The key to stopping an IP hijacking is to trace it back to the actual perpetrators before it happens rather than when it is already in progress. And to do that, the team is using a new machine learning system. By detecting some of the common traits of "serial hijackers," the team taught the system to catch around 800 suspicious networks, some of which had hijacked IP addresses for many years.
"Network operators normally have to handle such incidents reactively and on a case-by-case basis, making it easy for cybercriminals to continue to thrive," Testart said in a press release. "This is a key first step in being able to shed light on serial hijackers' behavior and proactively defend against their attacks."
Specific traits of hijackers
To zero in on serial IP hijackings, the team grabbed information from network operator mailing lists and from historical BGP data taken every five minutes from the global routing table. By analyzing that information, they were able to detect specific traits of hijackers and then train their system to automatically identify those traits.
Specifically, the machine learning system tagged networks with three key traits in terms of the blocks of IP addresses they use:
- Volatile changes in activity. The blocks of addresses used by hijackers appear to vanish faster than do those used by legitimate networks. On average, addresses used by hijackers disappeared after 50 days, compared with two years for legitimate addresses.
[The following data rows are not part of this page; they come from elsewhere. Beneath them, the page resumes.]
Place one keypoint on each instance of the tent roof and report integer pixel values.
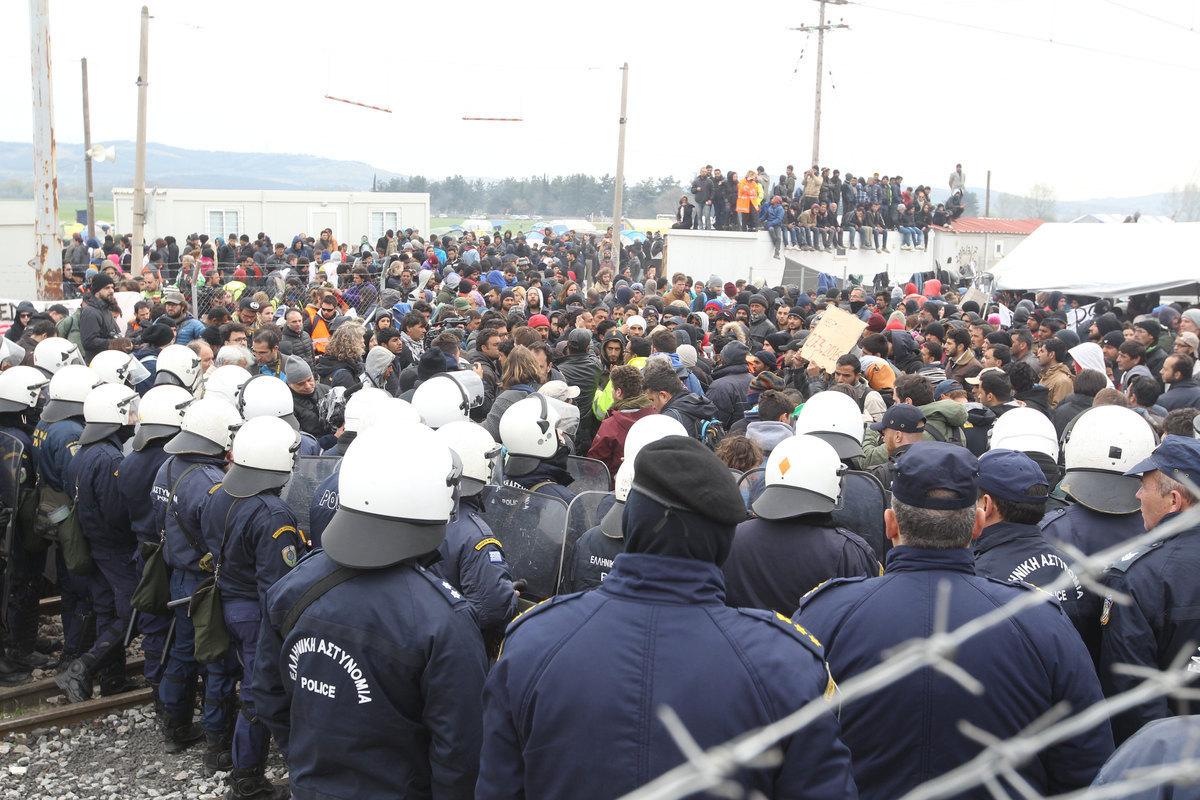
(1103, 260)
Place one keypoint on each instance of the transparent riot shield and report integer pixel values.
(585, 513)
(591, 475)
(531, 528)
(861, 510)
(12, 453)
(751, 483)
(299, 491)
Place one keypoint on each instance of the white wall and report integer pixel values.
(280, 214)
(17, 248)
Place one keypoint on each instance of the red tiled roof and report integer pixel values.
(987, 226)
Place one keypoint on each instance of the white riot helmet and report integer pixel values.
(359, 404)
(264, 453)
(108, 409)
(268, 396)
(641, 433)
(1099, 446)
(119, 367)
(448, 397)
(161, 414)
(54, 353)
(21, 389)
(225, 382)
(475, 449)
(529, 434)
(834, 417)
(388, 516)
(803, 475)
(70, 388)
(1025, 429)
(207, 429)
(178, 366)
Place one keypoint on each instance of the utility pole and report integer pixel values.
(621, 167)
(47, 259)
(139, 157)
(820, 28)
(87, 155)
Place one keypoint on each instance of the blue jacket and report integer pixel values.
(473, 561)
(261, 542)
(909, 733)
(376, 692)
(54, 445)
(103, 515)
(570, 707)
(1162, 620)
(185, 536)
(136, 483)
(774, 563)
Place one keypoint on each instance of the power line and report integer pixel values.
(1029, 37)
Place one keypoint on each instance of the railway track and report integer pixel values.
(23, 709)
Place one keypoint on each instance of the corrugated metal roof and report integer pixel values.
(988, 226)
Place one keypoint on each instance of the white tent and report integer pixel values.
(1103, 260)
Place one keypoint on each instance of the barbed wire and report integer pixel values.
(712, 770)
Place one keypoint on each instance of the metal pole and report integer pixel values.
(816, 104)
(47, 259)
(87, 155)
(621, 168)
(139, 161)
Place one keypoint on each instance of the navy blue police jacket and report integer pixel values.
(54, 445)
(103, 516)
(1090, 530)
(473, 561)
(261, 541)
(774, 563)
(570, 705)
(321, 510)
(1163, 619)
(377, 690)
(136, 483)
(185, 543)
(909, 734)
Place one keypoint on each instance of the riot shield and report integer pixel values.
(11, 467)
(861, 510)
(298, 492)
(591, 475)
(751, 483)
(531, 528)
(585, 513)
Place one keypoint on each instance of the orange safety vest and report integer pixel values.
(319, 330)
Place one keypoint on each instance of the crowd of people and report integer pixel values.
(720, 578)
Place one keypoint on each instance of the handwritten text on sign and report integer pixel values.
(835, 335)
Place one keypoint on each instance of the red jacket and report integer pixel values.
(609, 444)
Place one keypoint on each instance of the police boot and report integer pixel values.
(252, 785)
(76, 679)
(179, 734)
(217, 753)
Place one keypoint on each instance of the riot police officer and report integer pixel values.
(256, 541)
(371, 667)
(55, 444)
(111, 413)
(181, 488)
(793, 543)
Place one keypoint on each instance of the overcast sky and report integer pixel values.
(1108, 109)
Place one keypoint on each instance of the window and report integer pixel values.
(225, 222)
(381, 223)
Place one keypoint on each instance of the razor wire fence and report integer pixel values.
(997, 764)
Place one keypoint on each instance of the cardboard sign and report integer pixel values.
(835, 335)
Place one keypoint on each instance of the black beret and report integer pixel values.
(709, 489)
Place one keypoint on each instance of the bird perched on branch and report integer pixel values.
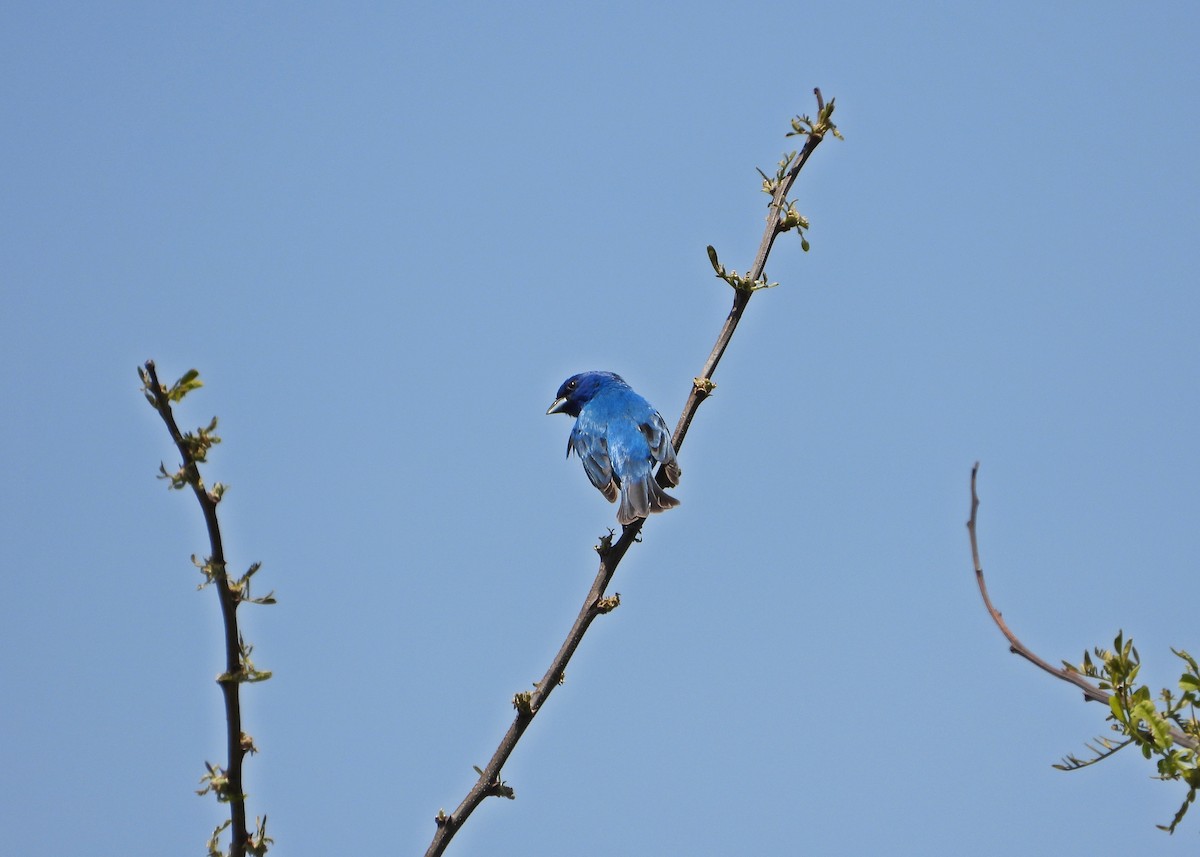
(619, 437)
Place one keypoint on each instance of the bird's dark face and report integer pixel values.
(580, 389)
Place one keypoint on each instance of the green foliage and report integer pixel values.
(1165, 729)
(733, 279)
(246, 670)
(803, 126)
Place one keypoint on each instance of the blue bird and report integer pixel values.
(619, 437)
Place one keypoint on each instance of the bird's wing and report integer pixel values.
(593, 451)
(658, 438)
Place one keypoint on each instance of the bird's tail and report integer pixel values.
(642, 497)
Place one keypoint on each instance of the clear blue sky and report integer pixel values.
(385, 233)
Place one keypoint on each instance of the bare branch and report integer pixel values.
(611, 552)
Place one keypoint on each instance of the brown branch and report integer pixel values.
(611, 552)
(702, 387)
(1091, 693)
(238, 743)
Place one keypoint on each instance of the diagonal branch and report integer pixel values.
(1091, 693)
(612, 552)
(229, 786)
- Multiple address blocks. Serial IP hijackers often advertise more blocks of IP addresses, or network prefixes. The median number was 41 compared with 23 for legitimate networks.
- IP addresses in multiple countries. Most networks don't have foreign IP addresses, while serial hijackers are more likely to register addresses in other countries and continents.
One challenge is that some IP hijackings can be the result of human error rather than a malicious attack. As a result, the team had to manually identity false positives, which accounted for around 20% of the results from the system. To cut down on the manual work, the team said it hopes that future versions of the system will be able to take on this type of activity without as much human intervention.
The ultimate goal is for this type of machine learning system to be used in actual production environments.
"This project could nicely complement the existing best solutions to prevent such abuse that include filtering, anti-spoofing, coordination via contact databases, and sharing routing policies so that other networks can validate it," David Plonka, a senior research scientist at Akamai Technologies who was not involved in the work, said in a press release. "It remains to be seen whether misbehaving networks will continue to be able to game their way to a good reputation. But this work is a great way to either validate or redirect the network operator community's efforts to put an end to these present dangers."
Testart will present the paper at the ACM Internet Measurement Conference in Amsterdam during October 21 to 23.